The conditions that constitute an obstacle for metabolic surgery

  • Being younger than 18 or older than 65 is evaluated by our doctor only in cases where there is a serious comorbidity (such as T2DM, HT).
  • Presence of an untreated and obesity-causing endocrine disease (such as Cushing’s, hypothyroidism, insulinoma)
  • Having an untreated eating disorder (such as bulimia nervosa)
  • Presence of untreated major depression or psychosis
  • Presence of severe coagulopathy
  • Presence of cardiac disease severe enough to preclude receiving anesthesia
  • Alcohol or substance abuse
  • Inability to comply with dietary recommendations, such as lifelong vitamin replacement or a calorie-restrictive diet
  • Being currently pregnant or having a pregnancy plan within 12-18 months
  • Known cancer disease
  • Severe gastroesophageal reflux disease (GERD) (especially for sleeve gastrectomy)
  • Portal hypertension
  • Gastric bypass surgery in patients with Crohn’s disease

Advantages

It is a safe and simple application. In addition to its restrictive effect, it also reduces appetite by reducing orexigenic hormone levels such as ghrelin. Dumping syndrome does not occur since the pylorus is intact. The risk of malnutrition is low. It is preferred in super obese patients with high surgical risk or those with Crohn’s disease. Weight loss: 60-67% in the first year, 53-65% in the 5th year.

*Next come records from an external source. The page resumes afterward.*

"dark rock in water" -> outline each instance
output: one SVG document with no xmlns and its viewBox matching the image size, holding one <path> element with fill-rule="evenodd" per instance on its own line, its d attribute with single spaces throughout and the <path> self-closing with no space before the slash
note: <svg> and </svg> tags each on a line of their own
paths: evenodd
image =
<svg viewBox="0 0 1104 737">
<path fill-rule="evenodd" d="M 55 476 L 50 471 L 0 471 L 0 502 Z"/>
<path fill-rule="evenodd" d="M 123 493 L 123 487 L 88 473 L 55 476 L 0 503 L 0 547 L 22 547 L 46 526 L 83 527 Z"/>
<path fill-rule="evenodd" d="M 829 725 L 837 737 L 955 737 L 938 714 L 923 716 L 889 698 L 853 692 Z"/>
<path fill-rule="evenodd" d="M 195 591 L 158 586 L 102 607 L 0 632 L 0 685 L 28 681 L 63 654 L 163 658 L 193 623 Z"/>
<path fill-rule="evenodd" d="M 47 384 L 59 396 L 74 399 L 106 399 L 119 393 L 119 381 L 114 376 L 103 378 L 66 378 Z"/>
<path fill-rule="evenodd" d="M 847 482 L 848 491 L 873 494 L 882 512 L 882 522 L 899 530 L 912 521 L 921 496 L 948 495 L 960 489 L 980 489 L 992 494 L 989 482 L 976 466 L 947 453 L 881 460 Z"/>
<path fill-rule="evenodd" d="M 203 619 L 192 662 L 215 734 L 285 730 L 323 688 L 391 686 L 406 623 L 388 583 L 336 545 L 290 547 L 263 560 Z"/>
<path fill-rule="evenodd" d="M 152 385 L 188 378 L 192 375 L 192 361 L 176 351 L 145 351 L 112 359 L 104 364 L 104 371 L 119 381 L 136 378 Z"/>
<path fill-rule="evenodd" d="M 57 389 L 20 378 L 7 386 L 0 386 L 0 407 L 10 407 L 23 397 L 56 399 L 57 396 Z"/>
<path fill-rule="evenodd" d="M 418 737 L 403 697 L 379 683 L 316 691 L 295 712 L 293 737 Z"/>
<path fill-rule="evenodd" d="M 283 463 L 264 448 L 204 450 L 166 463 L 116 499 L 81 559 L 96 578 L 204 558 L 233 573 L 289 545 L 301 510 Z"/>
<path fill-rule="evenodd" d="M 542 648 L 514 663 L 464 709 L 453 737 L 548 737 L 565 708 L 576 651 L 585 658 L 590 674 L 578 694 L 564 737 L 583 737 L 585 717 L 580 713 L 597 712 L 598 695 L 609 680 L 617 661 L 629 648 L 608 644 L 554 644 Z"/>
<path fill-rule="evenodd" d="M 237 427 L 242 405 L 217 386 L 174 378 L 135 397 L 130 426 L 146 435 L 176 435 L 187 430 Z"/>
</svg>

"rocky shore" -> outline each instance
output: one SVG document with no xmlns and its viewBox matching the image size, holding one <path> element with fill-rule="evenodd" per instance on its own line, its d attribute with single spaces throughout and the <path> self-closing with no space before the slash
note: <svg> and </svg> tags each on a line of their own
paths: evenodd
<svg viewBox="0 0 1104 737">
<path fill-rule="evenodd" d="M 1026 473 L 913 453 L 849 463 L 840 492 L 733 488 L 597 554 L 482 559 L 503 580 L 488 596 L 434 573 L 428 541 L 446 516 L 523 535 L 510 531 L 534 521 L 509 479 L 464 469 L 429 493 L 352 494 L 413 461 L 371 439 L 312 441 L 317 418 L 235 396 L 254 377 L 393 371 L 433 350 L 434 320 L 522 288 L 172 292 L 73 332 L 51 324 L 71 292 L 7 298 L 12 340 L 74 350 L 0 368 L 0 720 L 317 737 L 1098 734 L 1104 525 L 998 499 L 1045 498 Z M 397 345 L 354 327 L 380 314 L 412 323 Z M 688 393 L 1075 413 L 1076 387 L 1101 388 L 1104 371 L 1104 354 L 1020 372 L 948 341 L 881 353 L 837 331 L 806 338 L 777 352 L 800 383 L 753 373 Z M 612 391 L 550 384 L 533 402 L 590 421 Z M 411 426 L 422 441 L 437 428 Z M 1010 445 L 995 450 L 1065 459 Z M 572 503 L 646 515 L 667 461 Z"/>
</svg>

Laparoscopic Adjustable gastric band

It has been used as a restrictive method since 2001 in the USA with FDA approval. An inflatable silicone band is wrapped around the stomach, 3 cm below the esophago-gastric junction and a 25-30 cm reservoir is created proximally. At the other end of the tape, there is a port placed under the skin. The caliber of the gastric opening can be changed by filling and emptying with serum. With the feeling of satiety, the patient’s calorie intake decreases by 1000-1200 kcal.

Roux en-Y Gastric Bypass (RYGB)

In RYGB, a section is made in the upper part of the stomach and thus, a small gastric pouch between 10 and 30 ml in size is created. This gastric pouch bypasses the rest of the stomach, duodenum and a small part of the jejunum. In the second National Bariatric Surgery (NBSR) report, excessive weight loss 1 year after gastric bypass was 68.7%, and excessive weight loss within 3 years after surgery was 65.4%.

Mini gastric bypass

Mini gastric bypass (MGB) is a procedure recently increasingly used in some centers. Although mini gastric bypass is the easiest technique since it involves less anastomosis and the anastomosis is performed distal to the long gastric pouch, it is recommended to be performed by trained surgeons in experienced centers. Restricted stomach volume reduces the amount of meals and it is an easy technique to practice and learn.

Biliopancreatic diversion ± duodenal switch

Biliopancreatic diversion (BPD) can be performed with or without a duodenal switch (DS). In biliopancreatic diversion, a long enteric leg gastroileostomy and a short common canal are created together with distal gastric resection. It provides maximum weight loss in the long term with minimal dietary restrictions. It is the most effective technique in the recovery of T2DM, HT and dyslipidemia.